Written by Michael Larabel in Linux Kernel on 20 January 2019 at 09:55 AM EST. 1 Comment
LINUX KERNEL
Klibc has seen some new activity recently and that has resulted in the first new release to this minimal standard C library subset in a half-decade.

Klibc 2.0.5 was released this week by Ben Hutchings following a number of commits. The previous Klibc 2.0.4 version was released in July of 2014 and since then has only been sporadic work to this library.
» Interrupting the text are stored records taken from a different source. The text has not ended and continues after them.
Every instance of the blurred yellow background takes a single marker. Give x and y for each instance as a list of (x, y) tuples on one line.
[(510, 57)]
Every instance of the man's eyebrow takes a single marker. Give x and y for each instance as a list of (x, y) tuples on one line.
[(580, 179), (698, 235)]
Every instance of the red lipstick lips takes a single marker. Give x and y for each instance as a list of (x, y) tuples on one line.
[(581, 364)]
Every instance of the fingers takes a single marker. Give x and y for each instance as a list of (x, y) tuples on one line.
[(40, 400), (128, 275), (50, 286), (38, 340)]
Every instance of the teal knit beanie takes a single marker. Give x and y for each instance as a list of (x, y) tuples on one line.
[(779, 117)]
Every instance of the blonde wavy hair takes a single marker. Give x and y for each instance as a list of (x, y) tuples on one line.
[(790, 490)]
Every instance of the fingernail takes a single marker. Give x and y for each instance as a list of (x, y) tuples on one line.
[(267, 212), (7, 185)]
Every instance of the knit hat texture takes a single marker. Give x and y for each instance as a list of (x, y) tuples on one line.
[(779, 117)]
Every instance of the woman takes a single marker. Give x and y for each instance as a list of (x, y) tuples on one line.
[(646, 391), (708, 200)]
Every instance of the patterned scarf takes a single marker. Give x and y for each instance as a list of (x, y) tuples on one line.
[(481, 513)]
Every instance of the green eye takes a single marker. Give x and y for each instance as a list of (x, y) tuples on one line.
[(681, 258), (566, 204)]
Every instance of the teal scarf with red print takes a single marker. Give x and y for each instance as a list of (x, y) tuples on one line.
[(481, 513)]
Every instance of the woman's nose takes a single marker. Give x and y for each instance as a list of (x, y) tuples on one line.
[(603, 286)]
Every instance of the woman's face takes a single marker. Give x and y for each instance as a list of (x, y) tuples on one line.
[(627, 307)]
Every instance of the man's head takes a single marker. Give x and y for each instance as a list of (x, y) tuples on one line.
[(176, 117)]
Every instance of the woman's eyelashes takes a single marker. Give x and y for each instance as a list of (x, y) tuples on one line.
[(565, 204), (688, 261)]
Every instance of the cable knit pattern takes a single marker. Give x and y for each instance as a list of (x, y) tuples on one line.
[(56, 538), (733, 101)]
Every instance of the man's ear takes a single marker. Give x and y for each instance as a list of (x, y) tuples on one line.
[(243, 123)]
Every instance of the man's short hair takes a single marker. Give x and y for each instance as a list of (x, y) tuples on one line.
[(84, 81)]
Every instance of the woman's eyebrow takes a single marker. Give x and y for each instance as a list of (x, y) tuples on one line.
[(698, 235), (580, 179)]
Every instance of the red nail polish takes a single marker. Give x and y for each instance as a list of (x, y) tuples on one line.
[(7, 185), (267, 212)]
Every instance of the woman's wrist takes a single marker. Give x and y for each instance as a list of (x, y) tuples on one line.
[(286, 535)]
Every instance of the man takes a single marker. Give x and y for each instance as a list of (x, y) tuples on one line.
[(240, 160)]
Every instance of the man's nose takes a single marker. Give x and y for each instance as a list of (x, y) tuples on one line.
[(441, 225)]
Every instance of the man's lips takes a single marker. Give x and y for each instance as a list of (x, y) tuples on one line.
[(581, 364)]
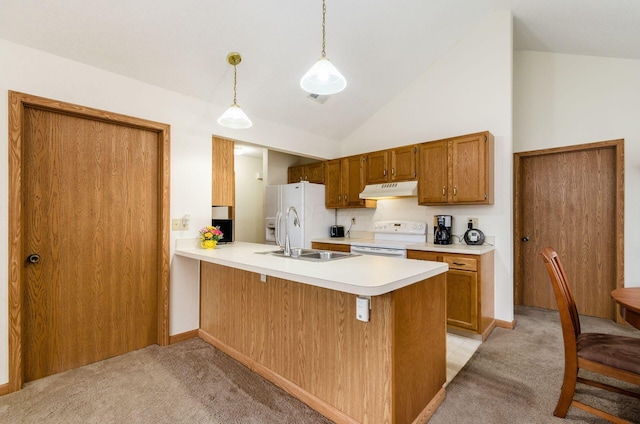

The Klibc C library subset is principally used for early in the Linux kernel boot process / initramfs.

Klibc 2.0.5 offers various build/install improvements, explicitly disables PIE (Position Independent Executables), drops the M32R architecture port, i386/x86_64 flags to avoid address collision, adds a RISC-V (RV64) port, and making use of the renameat2() system call. Those changes all landed in klibc just this week.

Going further back in the klibc 2.0.5 development there were a number of MIPS/MIPS64 updates, better handling with ipconfig for multiple network adapters, added support for the accept4 system call, support for mounting non-root file-systems in initramfs-tools, realpath() support, and various other additions.

Those interested in learning more about the current state of klibc can find the new v2.0.5 release and changes outlined via its Git repository.